Mais Bobi trouve pour l’unité cette figure imaginaire qui lance le roman et longtemps l’accompagne : « Orion fleur de carotte ». Elle symbolise la toute puissance de l’imagination. La constellation dans une corolle née d’une maigre racine suggère la diffusion et le rayonnement dans l’espace d’une matière originelle dérisoire, fondant de nouveau le ciel et la terre dans un Tout. Il suffit à Bobi «de prononcer cette formule incantatoire (…) pour que Jourdan, et, à sa suite, tous les habitants du plateau, saisissent par leurs sens l’unité réalisée : “ Alors tu as vu cette fleur de carotte et le ciel a été fleuri. ” »[23] La fleur épanouie, qu’elle soit celle d’une carotte, d’une plume ou de la joie comme dans Colline (I, 170), est l’image irréelle d’une harmonie offerte, d’une unité ronde qui s’ouvre et se libère dans le volume clos de l’espace. Elle est alors félicité, joie que Bobi voit certes « comme un pré gras » mais qui semble une fleur ou un arbre géant « avec des millions de racines dans la terre et des millions de feuilles dans l’air » (II, 567). Elle est l’envers du froid, du désert, de la nudité du plateau et du mal qui ronge ses paysans.
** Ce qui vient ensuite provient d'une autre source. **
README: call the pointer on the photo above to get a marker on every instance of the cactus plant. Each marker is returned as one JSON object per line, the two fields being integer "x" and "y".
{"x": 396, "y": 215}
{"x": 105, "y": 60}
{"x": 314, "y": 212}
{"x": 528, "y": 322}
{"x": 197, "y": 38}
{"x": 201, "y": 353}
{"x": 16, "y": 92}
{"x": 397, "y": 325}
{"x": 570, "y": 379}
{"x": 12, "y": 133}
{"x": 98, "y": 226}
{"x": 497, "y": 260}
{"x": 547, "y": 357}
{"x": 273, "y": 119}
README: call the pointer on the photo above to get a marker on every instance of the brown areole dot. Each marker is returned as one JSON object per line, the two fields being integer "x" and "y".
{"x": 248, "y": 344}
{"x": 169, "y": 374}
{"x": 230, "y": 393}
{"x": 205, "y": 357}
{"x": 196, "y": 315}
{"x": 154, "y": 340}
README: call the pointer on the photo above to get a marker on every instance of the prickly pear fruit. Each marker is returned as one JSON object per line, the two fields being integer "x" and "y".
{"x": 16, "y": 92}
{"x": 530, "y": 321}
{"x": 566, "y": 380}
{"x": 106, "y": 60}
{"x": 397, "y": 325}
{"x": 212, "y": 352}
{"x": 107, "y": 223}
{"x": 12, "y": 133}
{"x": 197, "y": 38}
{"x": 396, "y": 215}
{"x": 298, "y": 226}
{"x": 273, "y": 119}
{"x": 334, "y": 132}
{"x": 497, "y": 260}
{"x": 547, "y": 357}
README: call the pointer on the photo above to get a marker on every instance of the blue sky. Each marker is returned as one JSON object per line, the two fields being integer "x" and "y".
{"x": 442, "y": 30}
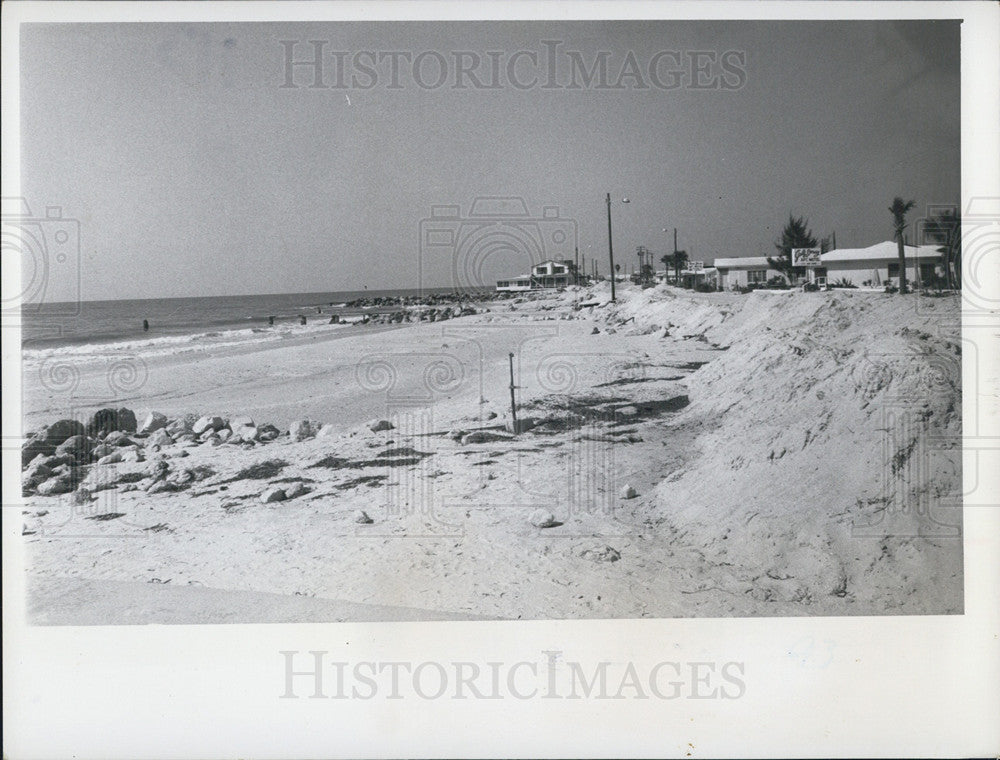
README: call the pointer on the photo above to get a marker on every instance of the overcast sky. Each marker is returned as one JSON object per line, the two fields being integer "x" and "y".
{"x": 194, "y": 172}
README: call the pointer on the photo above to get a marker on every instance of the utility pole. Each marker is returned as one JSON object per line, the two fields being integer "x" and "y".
{"x": 611, "y": 250}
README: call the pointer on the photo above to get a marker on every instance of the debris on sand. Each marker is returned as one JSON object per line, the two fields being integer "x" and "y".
{"x": 601, "y": 554}
{"x": 272, "y": 494}
{"x": 542, "y": 519}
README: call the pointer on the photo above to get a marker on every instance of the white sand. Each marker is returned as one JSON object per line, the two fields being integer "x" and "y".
{"x": 753, "y": 472}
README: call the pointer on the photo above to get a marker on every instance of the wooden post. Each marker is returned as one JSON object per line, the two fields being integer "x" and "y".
{"x": 513, "y": 407}
{"x": 611, "y": 250}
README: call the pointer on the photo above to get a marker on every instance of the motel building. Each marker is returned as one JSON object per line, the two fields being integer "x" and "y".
{"x": 873, "y": 267}
{"x": 547, "y": 274}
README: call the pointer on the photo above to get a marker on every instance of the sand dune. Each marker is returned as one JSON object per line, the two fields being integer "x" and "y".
{"x": 789, "y": 454}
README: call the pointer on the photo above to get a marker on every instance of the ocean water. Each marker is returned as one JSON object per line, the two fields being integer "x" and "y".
{"x": 177, "y": 321}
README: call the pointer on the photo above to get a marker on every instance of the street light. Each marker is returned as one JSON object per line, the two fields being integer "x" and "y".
{"x": 611, "y": 250}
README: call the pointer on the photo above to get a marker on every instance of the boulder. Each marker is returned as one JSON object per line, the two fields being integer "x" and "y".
{"x": 301, "y": 429}
{"x": 267, "y": 432}
{"x": 272, "y": 494}
{"x": 151, "y": 422}
{"x": 209, "y": 422}
{"x": 113, "y": 458}
{"x": 36, "y": 474}
{"x": 542, "y": 519}
{"x": 601, "y": 554}
{"x": 101, "y": 450}
{"x": 81, "y": 496}
{"x": 296, "y": 489}
{"x": 160, "y": 437}
{"x": 56, "y": 485}
{"x": 105, "y": 421}
{"x": 118, "y": 438}
{"x": 78, "y": 446}
{"x": 483, "y": 436}
{"x": 62, "y": 430}
{"x": 37, "y": 446}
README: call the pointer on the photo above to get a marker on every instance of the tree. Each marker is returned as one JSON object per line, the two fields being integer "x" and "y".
{"x": 898, "y": 209}
{"x": 795, "y": 235}
{"x": 945, "y": 228}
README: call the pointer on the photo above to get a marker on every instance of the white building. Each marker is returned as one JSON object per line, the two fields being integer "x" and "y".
{"x": 546, "y": 274}
{"x": 875, "y": 265}
{"x": 739, "y": 273}
{"x": 879, "y": 263}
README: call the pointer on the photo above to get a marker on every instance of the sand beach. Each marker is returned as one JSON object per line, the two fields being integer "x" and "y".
{"x": 675, "y": 454}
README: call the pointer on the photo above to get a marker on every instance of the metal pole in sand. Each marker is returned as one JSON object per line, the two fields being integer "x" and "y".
{"x": 611, "y": 250}
{"x": 513, "y": 408}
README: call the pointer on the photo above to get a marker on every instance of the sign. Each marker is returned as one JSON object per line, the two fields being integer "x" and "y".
{"x": 806, "y": 257}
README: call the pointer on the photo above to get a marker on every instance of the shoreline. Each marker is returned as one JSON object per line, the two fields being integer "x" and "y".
{"x": 648, "y": 440}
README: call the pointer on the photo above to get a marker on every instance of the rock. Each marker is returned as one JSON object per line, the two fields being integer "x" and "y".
{"x": 35, "y": 474}
{"x": 160, "y": 437}
{"x": 79, "y": 446}
{"x": 267, "y": 432}
{"x": 113, "y": 458}
{"x": 296, "y": 489}
{"x": 81, "y": 496}
{"x": 56, "y": 485}
{"x": 542, "y": 519}
{"x": 133, "y": 455}
{"x": 101, "y": 450}
{"x": 35, "y": 447}
{"x": 601, "y": 554}
{"x": 482, "y": 436}
{"x": 206, "y": 423}
{"x": 301, "y": 429}
{"x": 272, "y": 494}
{"x": 106, "y": 421}
{"x": 118, "y": 438}
{"x": 178, "y": 427}
{"x": 62, "y": 430}
{"x": 151, "y": 422}
{"x": 522, "y": 425}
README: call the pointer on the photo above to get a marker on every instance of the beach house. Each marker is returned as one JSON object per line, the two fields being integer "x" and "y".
{"x": 546, "y": 274}
{"x": 874, "y": 266}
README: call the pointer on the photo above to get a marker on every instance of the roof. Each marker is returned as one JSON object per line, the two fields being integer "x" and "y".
{"x": 746, "y": 262}
{"x": 886, "y": 251}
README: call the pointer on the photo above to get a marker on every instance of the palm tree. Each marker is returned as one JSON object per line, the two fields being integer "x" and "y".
{"x": 898, "y": 210}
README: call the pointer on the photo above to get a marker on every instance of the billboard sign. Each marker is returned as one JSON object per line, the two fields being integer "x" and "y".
{"x": 806, "y": 257}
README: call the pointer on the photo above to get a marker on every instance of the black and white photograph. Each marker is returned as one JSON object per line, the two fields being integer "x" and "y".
{"x": 403, "y": 320}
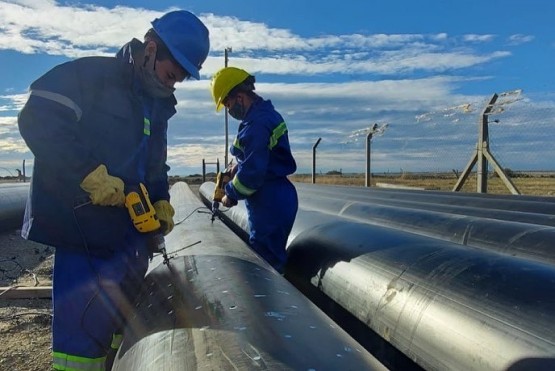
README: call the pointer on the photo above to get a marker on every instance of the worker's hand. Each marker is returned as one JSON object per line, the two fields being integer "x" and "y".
{"x": 103, "y": 189}
{"x": 165, "y": 213}
{"x": 233, "y": 170}
{"x": 228, "y": 202}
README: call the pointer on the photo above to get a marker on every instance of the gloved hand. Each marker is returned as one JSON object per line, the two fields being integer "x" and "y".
{"x": 228, "y": 202}
{"x": 104, "y": 189}
{"x": 165, "y": 213}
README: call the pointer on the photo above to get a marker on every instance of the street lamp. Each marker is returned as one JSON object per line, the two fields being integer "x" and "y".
{"x": 226, "y": 58}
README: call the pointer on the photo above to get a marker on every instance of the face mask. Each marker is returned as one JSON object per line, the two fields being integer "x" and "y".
{"x": 152, "y": 84}
{"x": 237, "y": 111}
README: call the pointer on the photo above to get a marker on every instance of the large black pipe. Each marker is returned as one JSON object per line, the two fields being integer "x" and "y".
{"x": 525, "y": 240}
{"x": 13, "y": 197}
{"x": 445, "y": 305}
{"x": 535, "y": 204}
{"x": 530, "y": 209}
{"x": 219, "y": 306}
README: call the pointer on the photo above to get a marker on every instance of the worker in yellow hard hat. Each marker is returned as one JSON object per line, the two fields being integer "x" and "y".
{"x": 264, "y": 160}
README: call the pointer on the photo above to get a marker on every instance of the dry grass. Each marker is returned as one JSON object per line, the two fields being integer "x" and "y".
{"x": 538, "y": 185}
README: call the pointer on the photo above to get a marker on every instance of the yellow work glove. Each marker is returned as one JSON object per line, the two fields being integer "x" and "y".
{"x": 165, "y": 213}
{"x": 104, "y": 189}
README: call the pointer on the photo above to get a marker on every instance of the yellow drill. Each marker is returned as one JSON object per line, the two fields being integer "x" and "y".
{"x": 144, "y": 218}
{"x": 222, "y": 179}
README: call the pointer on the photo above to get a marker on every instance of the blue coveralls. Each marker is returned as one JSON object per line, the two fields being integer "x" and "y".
{"x": 264, "y": 161}
{"x": 79, "y": 115}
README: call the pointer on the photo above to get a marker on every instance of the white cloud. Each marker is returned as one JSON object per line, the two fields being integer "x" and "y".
{"x": 518, "y": 39}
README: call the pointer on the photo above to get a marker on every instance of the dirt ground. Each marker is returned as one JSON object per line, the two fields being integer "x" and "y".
{"x": 25, "y": 335}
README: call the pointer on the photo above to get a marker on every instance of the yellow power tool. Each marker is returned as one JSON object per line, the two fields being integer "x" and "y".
{"x": 144, "y": 218}
{"x": 222, "y": 179}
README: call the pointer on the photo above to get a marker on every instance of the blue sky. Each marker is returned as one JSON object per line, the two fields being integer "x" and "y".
{"x": 422, "y": 70}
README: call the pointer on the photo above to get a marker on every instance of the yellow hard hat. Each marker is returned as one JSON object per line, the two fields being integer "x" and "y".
{"x": 223, "y": 81}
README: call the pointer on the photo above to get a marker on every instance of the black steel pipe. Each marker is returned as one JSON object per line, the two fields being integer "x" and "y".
{"x": 13, "y": 197}
{"x": 445, "y": 305}
{"x": 219, "y": 306}
{"x": 526, "y": 209}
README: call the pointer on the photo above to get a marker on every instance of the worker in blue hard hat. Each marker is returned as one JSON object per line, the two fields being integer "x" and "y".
{"x": 97, "y": 127}
{"x": 264, "y": 161}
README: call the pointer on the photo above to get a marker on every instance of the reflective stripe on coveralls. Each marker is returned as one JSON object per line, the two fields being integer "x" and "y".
{"x": 277, "y": 133}
{"x": 116, "y": 341}
{"x": 66, "y": 362}
{"x": 58, "y": 98}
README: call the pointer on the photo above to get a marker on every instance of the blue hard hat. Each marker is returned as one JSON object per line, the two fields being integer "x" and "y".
{"x": 186, "y": 37}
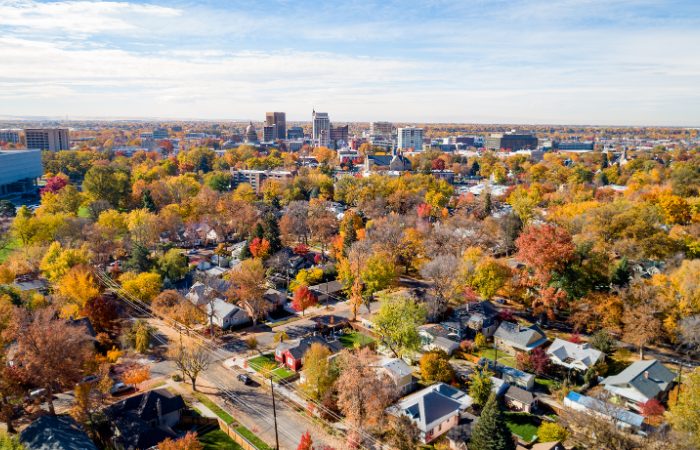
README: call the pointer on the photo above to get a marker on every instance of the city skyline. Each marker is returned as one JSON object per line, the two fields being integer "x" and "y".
{"x": 626, "y": 62}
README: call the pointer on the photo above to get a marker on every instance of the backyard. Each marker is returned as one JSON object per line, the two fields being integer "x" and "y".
{"x": 522, "y": 424}
{"x": 355, "y": 339}
{"x": 268, "y": 360}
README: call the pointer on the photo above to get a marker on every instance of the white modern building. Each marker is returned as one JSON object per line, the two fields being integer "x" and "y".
{"x": 321, "y": 128}
{"x": 19, "y": 170}
{"x": 410, "y": 138}
{"x": 52, "y": 139}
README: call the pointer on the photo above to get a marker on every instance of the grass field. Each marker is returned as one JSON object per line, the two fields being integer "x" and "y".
{"x": 522, "y": 424}
{"x": 218, "y": 440}
{"x": 278, "y": 374}
{"x": 351, "y": 340}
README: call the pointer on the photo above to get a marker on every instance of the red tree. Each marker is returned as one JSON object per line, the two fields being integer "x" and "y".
{"x": 303, "y": 298}
{"x": 537, "y": 361}
{"x": 54, "y": 184}
{"x": 545, "y": 248}
{"x": 305, "y": 443}
{"x": 259, "y": 248}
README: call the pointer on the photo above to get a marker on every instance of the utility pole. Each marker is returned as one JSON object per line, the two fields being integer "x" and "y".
{"x": 274, "y": 414}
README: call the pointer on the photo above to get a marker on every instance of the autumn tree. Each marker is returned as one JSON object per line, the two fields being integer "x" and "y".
{"x": 303, "y": 298}
{"x": 397, "y": 324}
{"x": 53, "y": 352}
{"x": 248, "y": 279}
{"x": 491, "y": 431}
{"x": 318, "y": 376}
{"x": 362, "y": 395}
{"x": 188, "y": 442}
{"x": 191, "y": 359}
{"x": 435, "y": 366}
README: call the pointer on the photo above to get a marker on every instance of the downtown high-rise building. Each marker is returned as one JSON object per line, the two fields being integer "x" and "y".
{"x": 321, "y": 132}
{"x": 410, "y": 138}
{"x": 52, "y": 139}
{"x": 279, "y": 121}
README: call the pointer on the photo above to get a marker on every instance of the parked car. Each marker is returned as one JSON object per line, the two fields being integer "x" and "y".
{"x": 120, "y": 388}
{"x": 245, "y": 379}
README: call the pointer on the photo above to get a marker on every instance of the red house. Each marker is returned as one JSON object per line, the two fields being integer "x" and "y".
{"x": 291, "y": 353}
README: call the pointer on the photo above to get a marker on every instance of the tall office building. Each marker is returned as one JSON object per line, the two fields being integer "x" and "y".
{"x": 381, "y": 129}
{"x": 279, "y": 120}
{"x": 52, "y": 139}
{"x": 410, "y": 138}
{"x": 9, "y": 136}
{"x": 321, "y": 128}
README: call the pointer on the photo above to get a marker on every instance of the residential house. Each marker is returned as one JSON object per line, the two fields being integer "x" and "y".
{"x": 623, "y": 418}
{"x": 437, "y": 337}
{"x": 513, "y": 338}
{"x": 400, "y": 373}
{"x": 574, "y": 356}
{"x": 479, "y": 317}
{"x": 144, "y": 420}
{"x": 641, "y": 382}
{"x": 434, "y": 410}
{"x": 55, "y": 433}
{"x": 291, "y": 353}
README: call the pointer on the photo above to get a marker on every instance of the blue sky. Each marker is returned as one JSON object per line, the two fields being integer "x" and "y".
{"x": 605, "y": 62}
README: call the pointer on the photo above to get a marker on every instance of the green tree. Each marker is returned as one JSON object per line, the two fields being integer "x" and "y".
{"x": 491, "y": 431}
{"x": 397, "y": 324}
{"x": 318, "y": 376}
{"x": 435, "y": 366}
{"x": 480, "y": 386}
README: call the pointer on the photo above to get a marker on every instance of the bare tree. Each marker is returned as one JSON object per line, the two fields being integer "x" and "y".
{"x": 192, "y": 359}
{"x": 53, "y": 352}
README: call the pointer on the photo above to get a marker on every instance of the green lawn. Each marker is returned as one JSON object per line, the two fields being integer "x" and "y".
{"x": 351, "y": 340}
{"x": 503, "y": 357}
{"x": 279, "y": 374}
{"x": 522, "y": 424}
{"x": 206, "y": 401}
{"x": 218, "y": 440}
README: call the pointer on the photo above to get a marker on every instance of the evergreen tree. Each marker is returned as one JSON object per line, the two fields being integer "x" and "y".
{"x": 491, "y": 431}
{"x": 272, "y": 233}
{"x": 147, "y": 201}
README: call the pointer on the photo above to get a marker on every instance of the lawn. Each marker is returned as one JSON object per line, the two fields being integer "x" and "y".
{"x": 522, "y": 424}
{"x": 355, "y": 339}
{"x": 278, "y": 374}
{"x": 218, "y": 440}
{"x": 503, "y": 357}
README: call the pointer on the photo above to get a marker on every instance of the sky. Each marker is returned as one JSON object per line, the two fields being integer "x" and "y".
{"x": 598, "y": 62}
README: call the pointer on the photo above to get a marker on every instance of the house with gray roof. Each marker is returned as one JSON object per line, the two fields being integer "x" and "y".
{"x": 55, "y": 433}
{"x": 574, "y": 356}
{"x": 513, "y": 338}
{"x": 641, "y": 382}
{"x": 434, "y": 410}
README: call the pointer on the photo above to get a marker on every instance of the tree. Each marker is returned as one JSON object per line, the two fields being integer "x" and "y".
{"x": 435, "y": 366}
{"x": 192, "y": 359}
{"x": 52, "y": 351}
{"x": 537, "y": 361}
{"x": 551, "y": 432}
{"x": 684, "y": 414}
{"x": 303, "y": 298}
{"x": 173, "y": 265}
{"x": 248, "y": 288}
{"x": 490, "y": 431}
{"x": 187, "y": 442}
{"x": 362, "y": 395}
{"x": 397, "y": 324}
{"x": 305, "y": 443}
{"x": 480, "y": 386}
{"x": 143, "y": 286}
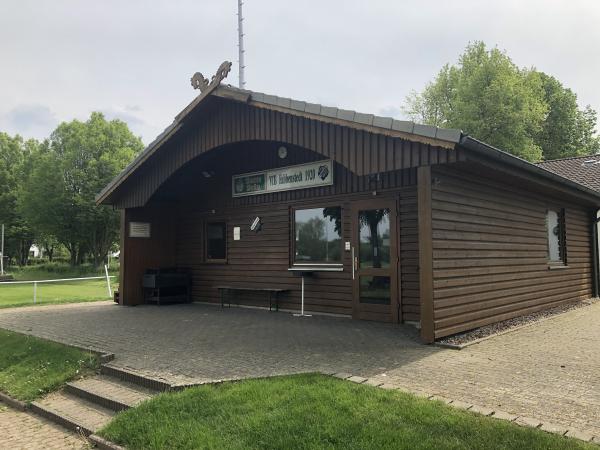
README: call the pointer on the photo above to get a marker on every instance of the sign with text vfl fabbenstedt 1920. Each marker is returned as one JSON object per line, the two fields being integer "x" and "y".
{"x": 319, "y": 173}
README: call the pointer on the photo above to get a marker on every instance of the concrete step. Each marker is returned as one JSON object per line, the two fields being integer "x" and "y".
{"x": 73, "y": 412}
{"x": 134, "y": 377}
{"x": 109, "y": 392}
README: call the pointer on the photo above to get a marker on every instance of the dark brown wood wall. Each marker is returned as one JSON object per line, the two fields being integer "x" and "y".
{"x": 262, "y": 259}
{"x": 225, "y": 122}
{"x": 490, "y": 251}
{"x": 139, "y": 254}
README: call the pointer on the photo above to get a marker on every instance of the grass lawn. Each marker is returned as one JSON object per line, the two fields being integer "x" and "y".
{"x": 31, "y": 367}
{"x": 51, "y": 293}
{"x": 313, "y": 412}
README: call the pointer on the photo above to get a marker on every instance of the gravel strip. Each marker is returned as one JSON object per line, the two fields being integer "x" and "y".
{"x": 488, "y": 330}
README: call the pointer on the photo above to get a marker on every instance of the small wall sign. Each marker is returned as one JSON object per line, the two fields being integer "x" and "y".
{"x": 302, "y": 176}
{"x": 139, "y": 229}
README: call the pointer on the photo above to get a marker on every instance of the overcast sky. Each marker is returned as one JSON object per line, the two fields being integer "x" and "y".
{"x": 62, "y": 59}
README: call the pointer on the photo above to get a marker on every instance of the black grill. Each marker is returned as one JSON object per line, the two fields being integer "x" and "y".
{"x": 167, "y": 285}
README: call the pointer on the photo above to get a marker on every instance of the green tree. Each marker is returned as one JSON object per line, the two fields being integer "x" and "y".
{"x": 567, "y": 130}
{"x": 14, "y": 154}
{"x": 520, "y": 110}
{"x": 73, "y": 165}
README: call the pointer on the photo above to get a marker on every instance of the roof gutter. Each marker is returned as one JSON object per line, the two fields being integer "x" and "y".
{"x": 595, "y": 256}
{"x": 487, "y": 150}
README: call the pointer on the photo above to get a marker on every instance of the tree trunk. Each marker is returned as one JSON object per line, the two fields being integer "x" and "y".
{"x": 73, "y": 253}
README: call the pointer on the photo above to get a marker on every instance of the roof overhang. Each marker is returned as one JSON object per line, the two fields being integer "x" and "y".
{"x": 445, "y": 138}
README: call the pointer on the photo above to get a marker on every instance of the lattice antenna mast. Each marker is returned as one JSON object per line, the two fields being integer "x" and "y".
{"x": 242, "y": 66}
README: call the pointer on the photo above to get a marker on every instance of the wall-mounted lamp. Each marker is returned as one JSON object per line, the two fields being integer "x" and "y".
{"x": 256, "y": 225}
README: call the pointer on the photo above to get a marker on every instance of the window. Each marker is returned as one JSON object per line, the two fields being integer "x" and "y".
{"x": 555, "y": 228}
{"x": 216, "y": 241}
{"x": 318, "y": 235}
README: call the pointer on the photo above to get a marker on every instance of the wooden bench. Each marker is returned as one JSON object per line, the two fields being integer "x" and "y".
{"x": 273, "y": 294}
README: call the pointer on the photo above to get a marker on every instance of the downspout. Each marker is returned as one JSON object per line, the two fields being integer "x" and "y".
{"x": 596, "y": 256}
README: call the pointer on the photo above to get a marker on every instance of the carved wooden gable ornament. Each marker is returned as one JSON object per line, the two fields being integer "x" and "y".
{"x": 199, "y": 82}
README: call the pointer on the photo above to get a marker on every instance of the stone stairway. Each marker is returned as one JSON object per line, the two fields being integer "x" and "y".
{"x": 87, "y": 405}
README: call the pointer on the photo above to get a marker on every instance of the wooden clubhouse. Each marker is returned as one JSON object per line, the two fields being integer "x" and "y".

Avec l’aide de l’imagination, le vertige du plateau, initialement source d’angoisse, procure l’extase qui resplendit jusque dans la mort, dans celle d’Aurore comme de Bobi, à travers des images de foudroiement ou d’éclatement toujours parées d’un halo, qui font d’elle une apothéose.


Avec ses éclaboussures de cervelle et de sang rayonnantes autour d’elle [Aurore], elle éclairait l’herbe et le monde comme un terrible soleil. (II, 752)

La foudre lui [à Bobi] planta un arbre d’or dans les épaules. (II, 777)

« Si le possible inscrit un vide dans le paysage, c’est qu’il rouvre au sujet l’abîme de sa liberté ; expérience “ vertigineuse ”, qui peut être vécue dans l’angoisse ou dans l’extase »[24].

3. Le panorama et le retour du temps, ou l’impossibilité du voyage immobile

Après lui avoir donné volume et rondeur pour y loger un monde immense et néanmoins intime, l’imagination finit par faire du plateau désert un panorama riche de ses créations. En effet, quoiqu’elle bâtisse un espace rond et clos, demeure la tentation de la vue panoramique embrassant l’immensité, plane ou étagée car, dans la félicité, dans les figures d’épanouissement ou d’apothéose – celles de l’arc-en-ciel, des plumets d’herbe, de la tête jaune du soleil, de ce dernier rouant ses effets ou bien encore l’évocation de la gloire dans l'exemple ci-dessous – qui l’accomplissent, le mouvement de l’imagination et des êtres s’immobilise. La plénitude de l’espace rêvé alors s’offre, s’étale. « On rêve avant de contempler »[25], affirme Bachelard.

Ils [le cerf et Zulma] marchaient tous les deux dans une sorte de gloire. (…).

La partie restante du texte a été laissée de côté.